Book Review: Mostly Dead Things

"Mostly Dead Things" by Kristen Arnett; Tin House (354 pages, $24.95). (Tin House/TNS)
"Mostly Dead Things" by Kristen Arnett; Tin House (354 pages, $24.95). (Tin House/TNS)

Mostly Dead Things

by Kristen Arnett (Tin House)

The Mortons are just a typical family, a mom and dad and son and daughter and a couple of grandkids, living somewhere near Orlando, Fla.

The family business is taxidermy. In a shop teeming with skillfully mounted critters of every kind, Dad teaches his craft to daughter Jessa: "Our heart," she says, "was in the curve of a well-rendered lip smoothed over painted teeth." But Jessa will lose her heart-to the same girl her brother, Milo, falls in love with, the beautiful and broken Brynn.

Brynn will abandon them all, and later so will their father. The question of how the Mortons collapsed and whether they can rebuild themselves is the subject of Kristen Arnett's debut novel, the weird, funny and, in its own macabre way, warm-hearted "Mostly Dead Things."

Arnett, a librarian who lives in the Orlando area, is a widely published essayist, blogger and short-story writer. She held the book launch for her first story collection, "Felt in the Jaw," at her neighborhood 7-Eleven, and that gives you a sense of the setting of this novel. It's not the theme park Florida or the posh suburb Florida or the beach Florida, it's the endlessly muggy, buggy Florida where everyone's behind on their bills and high school kids entertain themselves by drinking cheap beer until they feel brave enough to tease the gators in the local lake.

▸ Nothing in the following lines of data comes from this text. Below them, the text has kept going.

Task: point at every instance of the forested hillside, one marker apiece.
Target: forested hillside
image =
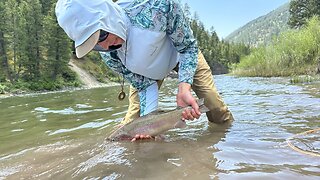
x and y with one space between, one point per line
35 51
262 29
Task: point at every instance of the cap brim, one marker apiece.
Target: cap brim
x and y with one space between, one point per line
88 45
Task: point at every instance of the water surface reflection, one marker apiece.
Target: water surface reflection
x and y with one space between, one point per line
62 135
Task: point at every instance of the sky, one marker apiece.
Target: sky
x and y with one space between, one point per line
225 16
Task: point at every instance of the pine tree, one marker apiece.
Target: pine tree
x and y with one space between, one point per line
5 72
58 46
11 18
31 22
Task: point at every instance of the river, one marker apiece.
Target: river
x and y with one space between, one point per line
62 135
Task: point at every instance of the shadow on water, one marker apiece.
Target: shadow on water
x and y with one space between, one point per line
62 136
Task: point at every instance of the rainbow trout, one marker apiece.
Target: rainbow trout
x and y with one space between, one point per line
153 123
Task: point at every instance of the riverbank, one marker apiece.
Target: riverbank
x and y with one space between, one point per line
87 80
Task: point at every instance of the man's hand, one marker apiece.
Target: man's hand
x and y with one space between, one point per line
185 98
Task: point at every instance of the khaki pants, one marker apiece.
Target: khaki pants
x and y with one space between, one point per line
203 86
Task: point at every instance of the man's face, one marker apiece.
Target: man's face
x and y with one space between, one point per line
110 40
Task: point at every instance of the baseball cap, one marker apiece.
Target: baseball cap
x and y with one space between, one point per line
82 20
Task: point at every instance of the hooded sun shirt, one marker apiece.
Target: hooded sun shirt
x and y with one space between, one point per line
157 36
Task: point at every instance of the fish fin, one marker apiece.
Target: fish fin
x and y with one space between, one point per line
200 101
180 124
203 108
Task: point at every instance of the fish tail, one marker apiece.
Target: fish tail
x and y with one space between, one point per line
203 108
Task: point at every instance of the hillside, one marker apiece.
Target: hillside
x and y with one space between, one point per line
262 29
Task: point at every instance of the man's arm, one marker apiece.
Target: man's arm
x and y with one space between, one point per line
182 37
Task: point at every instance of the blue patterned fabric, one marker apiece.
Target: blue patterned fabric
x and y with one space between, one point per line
162 16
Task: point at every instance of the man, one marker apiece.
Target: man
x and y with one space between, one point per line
144 40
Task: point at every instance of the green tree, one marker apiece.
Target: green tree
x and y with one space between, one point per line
301 11
32 23
4 67
58 46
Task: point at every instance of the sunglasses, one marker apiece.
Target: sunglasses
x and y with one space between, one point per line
102 37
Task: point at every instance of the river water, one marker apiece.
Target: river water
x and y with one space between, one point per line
62 135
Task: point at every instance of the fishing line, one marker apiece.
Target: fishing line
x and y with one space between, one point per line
122 94
299 149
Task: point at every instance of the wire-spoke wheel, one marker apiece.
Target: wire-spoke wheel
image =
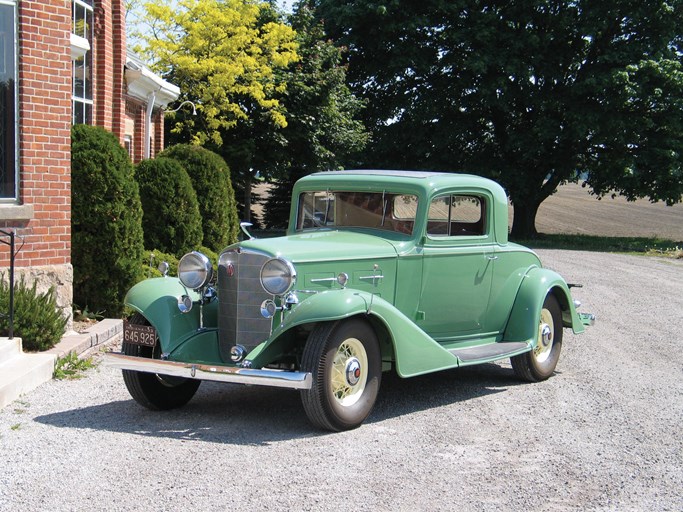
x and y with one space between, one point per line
345 362
540 363
153 391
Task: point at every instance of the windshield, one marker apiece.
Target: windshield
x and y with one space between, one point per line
375 210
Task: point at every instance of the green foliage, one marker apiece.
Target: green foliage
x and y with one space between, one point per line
106 220
37 320
532 94
171 221
224 56
151 261
323 130
71 367
210 178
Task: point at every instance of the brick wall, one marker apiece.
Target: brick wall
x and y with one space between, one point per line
45 129
109 59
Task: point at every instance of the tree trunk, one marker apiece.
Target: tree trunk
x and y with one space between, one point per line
524 221
246 214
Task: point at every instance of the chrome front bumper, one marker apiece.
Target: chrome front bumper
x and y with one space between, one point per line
273 378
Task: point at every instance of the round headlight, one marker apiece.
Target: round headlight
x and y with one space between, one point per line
195 270
277 276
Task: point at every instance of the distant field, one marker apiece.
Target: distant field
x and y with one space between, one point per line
572 210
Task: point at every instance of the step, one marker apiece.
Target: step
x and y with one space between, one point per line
489 351
9 349
23 373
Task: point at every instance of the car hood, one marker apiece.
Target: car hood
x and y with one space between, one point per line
324 246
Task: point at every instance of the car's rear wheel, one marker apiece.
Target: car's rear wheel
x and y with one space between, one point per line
345 361
540 363
156 392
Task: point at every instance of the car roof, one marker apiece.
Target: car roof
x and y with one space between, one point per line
425 180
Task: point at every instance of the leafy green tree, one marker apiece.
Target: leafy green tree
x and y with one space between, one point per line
323 130
106 220
220 54
171 221
226 56
532 93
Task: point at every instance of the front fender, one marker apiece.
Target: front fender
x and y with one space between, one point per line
536 285
157 300
415 352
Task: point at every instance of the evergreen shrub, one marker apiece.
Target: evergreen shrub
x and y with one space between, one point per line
106 220
210 178
37 319
171 221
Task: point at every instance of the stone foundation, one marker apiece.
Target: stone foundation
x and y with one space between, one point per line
61 277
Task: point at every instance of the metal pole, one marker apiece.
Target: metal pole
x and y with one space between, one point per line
11 285
11 235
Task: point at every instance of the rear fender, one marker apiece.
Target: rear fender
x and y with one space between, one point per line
157 300
414 351
536 285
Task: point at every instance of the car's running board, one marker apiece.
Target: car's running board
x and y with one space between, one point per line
231 374
490 351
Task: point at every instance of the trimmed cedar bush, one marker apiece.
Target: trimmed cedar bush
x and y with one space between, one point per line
37 319
106 220
210 178
170 213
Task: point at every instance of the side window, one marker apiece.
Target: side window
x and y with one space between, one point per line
457 215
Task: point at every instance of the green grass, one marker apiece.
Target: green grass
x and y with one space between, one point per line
71 367
629 245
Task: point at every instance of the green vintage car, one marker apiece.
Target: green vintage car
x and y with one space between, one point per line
379 271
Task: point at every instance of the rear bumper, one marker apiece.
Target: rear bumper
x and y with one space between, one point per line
231 374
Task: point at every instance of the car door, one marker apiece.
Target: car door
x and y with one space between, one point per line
458 261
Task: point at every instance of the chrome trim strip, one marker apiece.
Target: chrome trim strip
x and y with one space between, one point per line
324 280
273 378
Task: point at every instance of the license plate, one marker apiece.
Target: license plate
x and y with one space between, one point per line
144 335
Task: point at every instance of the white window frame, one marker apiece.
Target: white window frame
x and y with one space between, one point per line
15 64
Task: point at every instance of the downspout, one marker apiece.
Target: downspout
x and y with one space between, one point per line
151 97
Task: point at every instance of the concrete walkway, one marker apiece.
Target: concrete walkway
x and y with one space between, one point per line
22 372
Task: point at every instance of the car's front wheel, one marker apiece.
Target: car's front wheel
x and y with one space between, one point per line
345 361
156 392
540 363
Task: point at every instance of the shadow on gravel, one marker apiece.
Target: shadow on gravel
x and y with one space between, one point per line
242 415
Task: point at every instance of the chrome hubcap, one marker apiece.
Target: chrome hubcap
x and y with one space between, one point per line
546 334
349 375
544 346
353 371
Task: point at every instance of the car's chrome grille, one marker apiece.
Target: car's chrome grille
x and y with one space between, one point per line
240 295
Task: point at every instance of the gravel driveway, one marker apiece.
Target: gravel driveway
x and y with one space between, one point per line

"Mostly Dead Things" opens with a vividly detailed scene in which young Jessa and Milo are getting their first formal lesson in taxidermy as their dad skins out a deer. Milo bails early, disgraced when he vomits. Jessa, though, has the knack: "Leaning forward, I braced my arm against the cool metal of the table and looked into the cavity where the flesh separated from the skin. In the dark heart of its carcass, I saw my future mapped out in gristle."

The chapter also is the first virtuoso display of Arnett's masterful handling of structure, as she whips the reader with one quick cut from that childhood scene to the day a couple of decades later that Jessa discovers her father at the same work table, a gunshot wound in his skull, a note for Jessa next to him.

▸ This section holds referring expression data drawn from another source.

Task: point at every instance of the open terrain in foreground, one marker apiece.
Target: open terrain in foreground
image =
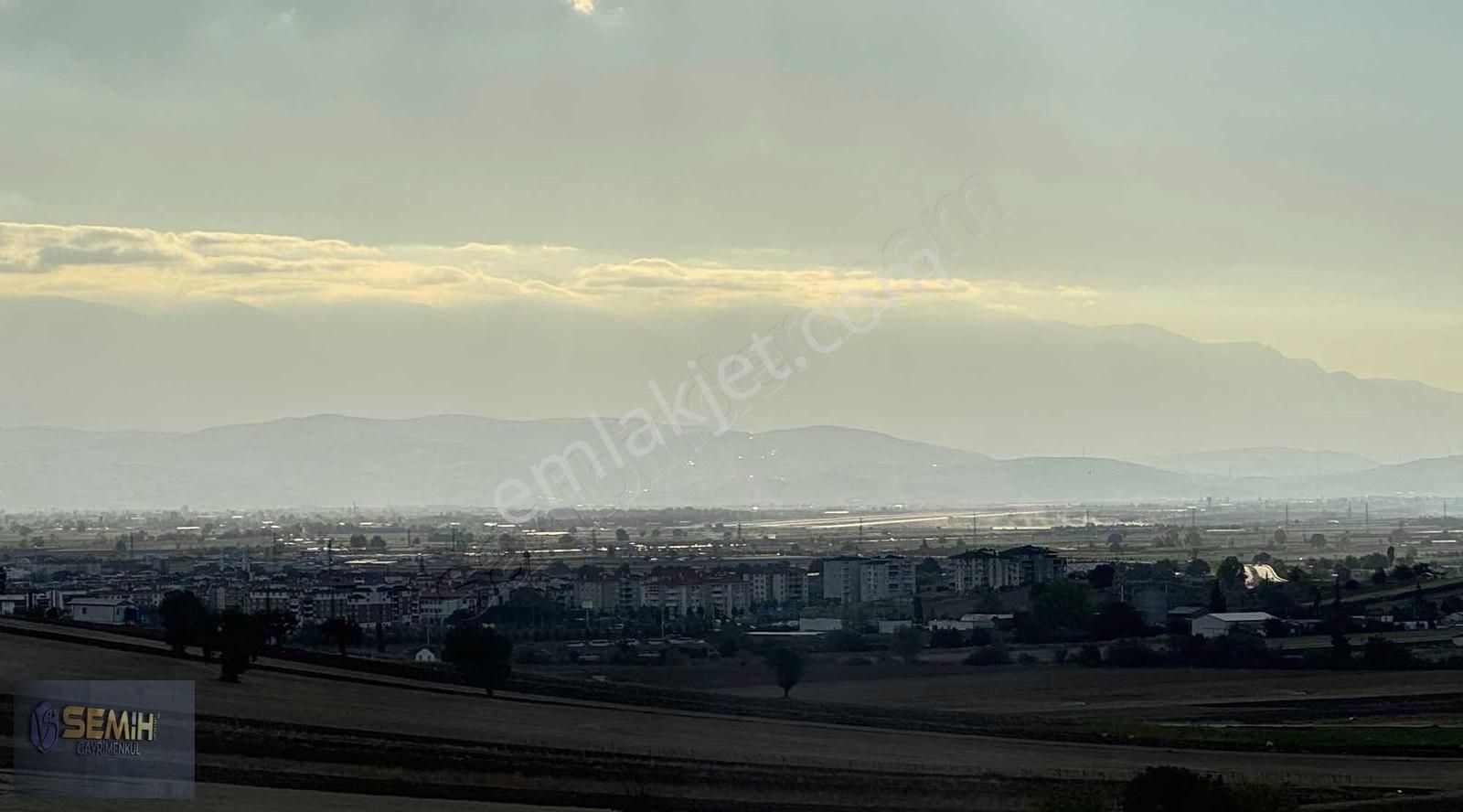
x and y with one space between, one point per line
297 731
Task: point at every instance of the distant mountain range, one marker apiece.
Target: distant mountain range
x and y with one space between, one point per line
1263 463
458 460
982 382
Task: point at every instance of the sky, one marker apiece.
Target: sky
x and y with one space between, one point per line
1270 173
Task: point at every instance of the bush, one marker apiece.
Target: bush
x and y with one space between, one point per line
1075 799
994 655
1090 656
1174 789
1384 655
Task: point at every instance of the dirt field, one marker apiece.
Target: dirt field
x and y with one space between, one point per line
229 797
1094 692
635 731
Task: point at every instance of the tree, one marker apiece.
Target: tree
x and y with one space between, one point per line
277 625
1174 789
1063 604
1216 599
909 641
1118 619
182 616
787 666
343 631
239 641
1340 651
1231 572
1196 568
480 655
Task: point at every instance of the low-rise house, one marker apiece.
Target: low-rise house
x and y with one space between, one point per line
113 612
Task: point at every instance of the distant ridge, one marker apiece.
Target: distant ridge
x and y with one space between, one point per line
461 460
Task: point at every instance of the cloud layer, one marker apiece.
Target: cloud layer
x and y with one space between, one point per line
148 267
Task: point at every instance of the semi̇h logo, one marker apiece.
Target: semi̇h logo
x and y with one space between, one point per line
43 728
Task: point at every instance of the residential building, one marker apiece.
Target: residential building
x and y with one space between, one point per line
982 570
1038 565
113 612
852 580
1221 624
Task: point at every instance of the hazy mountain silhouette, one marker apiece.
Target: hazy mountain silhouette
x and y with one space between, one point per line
998 385
1263 463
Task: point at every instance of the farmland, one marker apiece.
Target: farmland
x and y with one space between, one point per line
297 729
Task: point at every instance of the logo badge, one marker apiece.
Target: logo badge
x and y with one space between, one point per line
43 728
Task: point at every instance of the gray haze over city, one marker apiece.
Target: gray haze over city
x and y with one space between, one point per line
1197 233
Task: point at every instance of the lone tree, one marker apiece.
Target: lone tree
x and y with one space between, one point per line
1231 572
480 655
787 666
239 640
344 633
183 619
909 643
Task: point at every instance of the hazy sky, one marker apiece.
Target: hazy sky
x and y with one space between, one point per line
1279 173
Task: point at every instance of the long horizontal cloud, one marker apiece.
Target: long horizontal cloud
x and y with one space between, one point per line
104 262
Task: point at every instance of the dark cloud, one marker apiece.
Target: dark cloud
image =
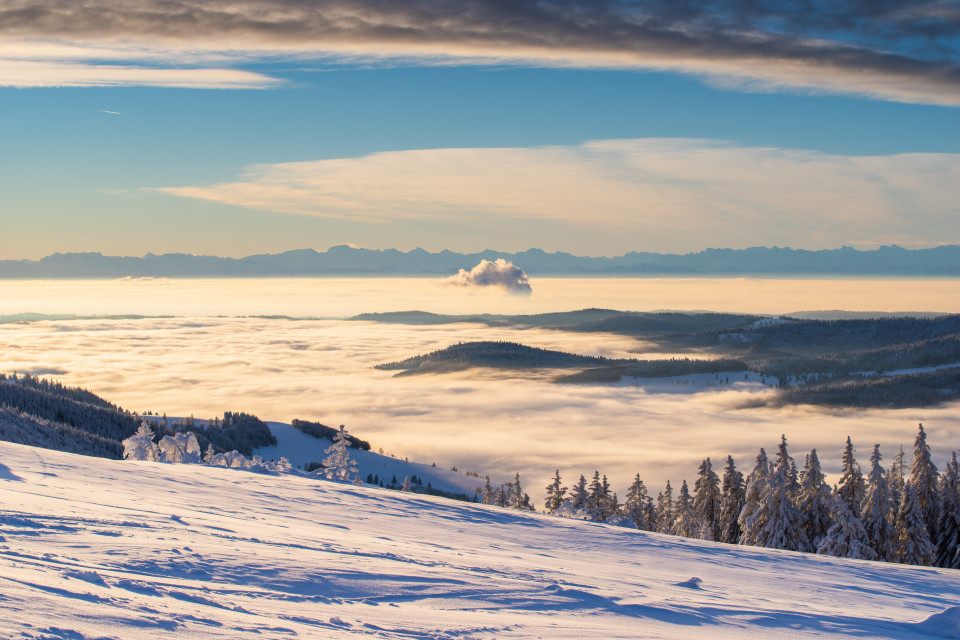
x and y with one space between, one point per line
904 50
498 273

His death is the family's second great loss. Years before, Brynn packed up and left without a word of warning, and they haven't heard from her since. She practically grew up with the Mortons, mostly ignored by a mother busy with the kind of boyfriends Brynn says "made her want to lock the bathroom door when she showered."

The friendship between Brynn and Jessa is deep, their sexual relationship passionate. But Brynn marries Milo. "I knew that if she stayed with Milo, she'd always be close," Jessa tells us, "that I'd never lose her, even if I couldn't have her in the exact way I wanted." Like so many other things, it doesn't work out as Jessa hopes. Years later, the kids Brynn abandoned, teenage Lolee and almost-grown Bastien, are constant reminders of her absence.

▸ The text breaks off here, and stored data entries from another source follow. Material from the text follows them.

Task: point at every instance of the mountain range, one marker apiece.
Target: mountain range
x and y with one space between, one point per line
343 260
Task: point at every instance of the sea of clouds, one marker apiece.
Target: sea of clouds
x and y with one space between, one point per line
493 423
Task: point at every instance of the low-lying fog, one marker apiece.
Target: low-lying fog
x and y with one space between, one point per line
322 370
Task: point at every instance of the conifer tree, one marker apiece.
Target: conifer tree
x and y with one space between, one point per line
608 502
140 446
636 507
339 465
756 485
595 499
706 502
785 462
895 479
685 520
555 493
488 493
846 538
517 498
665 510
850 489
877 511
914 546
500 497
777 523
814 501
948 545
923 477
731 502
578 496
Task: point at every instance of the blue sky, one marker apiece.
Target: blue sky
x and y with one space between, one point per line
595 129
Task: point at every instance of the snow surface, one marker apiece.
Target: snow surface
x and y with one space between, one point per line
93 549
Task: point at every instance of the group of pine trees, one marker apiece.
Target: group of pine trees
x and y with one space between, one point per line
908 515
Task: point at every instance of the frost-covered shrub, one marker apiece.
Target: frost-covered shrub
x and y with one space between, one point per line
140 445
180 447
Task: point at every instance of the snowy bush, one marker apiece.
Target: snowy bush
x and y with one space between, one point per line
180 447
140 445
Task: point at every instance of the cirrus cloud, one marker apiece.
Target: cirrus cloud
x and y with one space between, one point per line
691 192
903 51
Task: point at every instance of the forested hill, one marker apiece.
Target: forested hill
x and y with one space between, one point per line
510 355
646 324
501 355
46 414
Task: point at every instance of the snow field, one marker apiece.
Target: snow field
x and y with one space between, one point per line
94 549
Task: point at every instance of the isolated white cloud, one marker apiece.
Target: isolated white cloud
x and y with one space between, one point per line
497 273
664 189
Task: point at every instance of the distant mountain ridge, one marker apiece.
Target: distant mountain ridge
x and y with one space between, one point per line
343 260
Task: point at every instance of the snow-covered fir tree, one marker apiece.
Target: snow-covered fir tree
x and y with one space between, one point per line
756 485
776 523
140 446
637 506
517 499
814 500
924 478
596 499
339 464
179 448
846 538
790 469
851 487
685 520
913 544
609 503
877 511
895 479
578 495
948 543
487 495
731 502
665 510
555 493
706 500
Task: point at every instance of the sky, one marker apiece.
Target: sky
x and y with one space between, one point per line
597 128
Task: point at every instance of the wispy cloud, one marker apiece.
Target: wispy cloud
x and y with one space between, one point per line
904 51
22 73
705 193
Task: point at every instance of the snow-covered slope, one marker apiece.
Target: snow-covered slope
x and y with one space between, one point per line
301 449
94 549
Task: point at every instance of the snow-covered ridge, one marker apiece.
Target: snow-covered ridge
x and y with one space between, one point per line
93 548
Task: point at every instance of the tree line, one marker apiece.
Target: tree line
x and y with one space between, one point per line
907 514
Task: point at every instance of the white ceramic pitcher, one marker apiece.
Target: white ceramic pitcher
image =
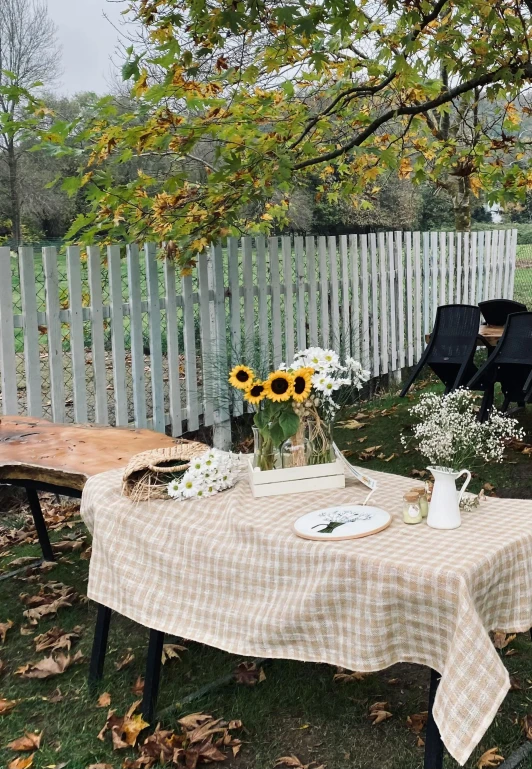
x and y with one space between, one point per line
444 509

Finding her father dead just adds another layer to Jessa's mourning. Even as she sinks into a cycle of heavy drinking and hangovers and abandonment of housekeeping and hygiene, she's a wryly engaging narrator.

After her husband's suicide, Libby Morton's grief manifests in an original fashion. Jessa comes to work one morning to find her mother sitting in front of the taxidermy shop's display window, smoking thoughtfully. Behind the glass is her handiwork: a stuffed mountain lion positioned to look like it's having sex with a goat, as a wild boar ogles them through a pair of binoculars.

Libby's lewd take on taxidermy escalates. She not only rearranges specimens, she ornaments them with everything from craft supplies to bondage gear and other sex toys. She misses her husband, Libby tells Jessa, but he was a control freak, and she's more than ready to express herself.

Jessa's annoyance becomes alarm when a local art gallery owner shows up, eager to put on an exhibition of Libby's work. The idea is disturbing enough; the gallery owner, Lucinda Rex, looks to Jessa like "a beautiful, dangerous predator." Nevertheless, Jessa and Lucinda soon become lovers, but Lucinda won't relent about Libby's exhibition. Jessa believes it will be a disaster, a carnival of shame.

It is a disaster, but not the kind Jessa expects. Sometimes, though, as a good taxidermist knows, breaking things down is the only way to put them back together. Sex makes us crazy and loss crushes our hearts and love, maybe, gives us a way to reshape ourselves. We're all a lot the same, under the skin.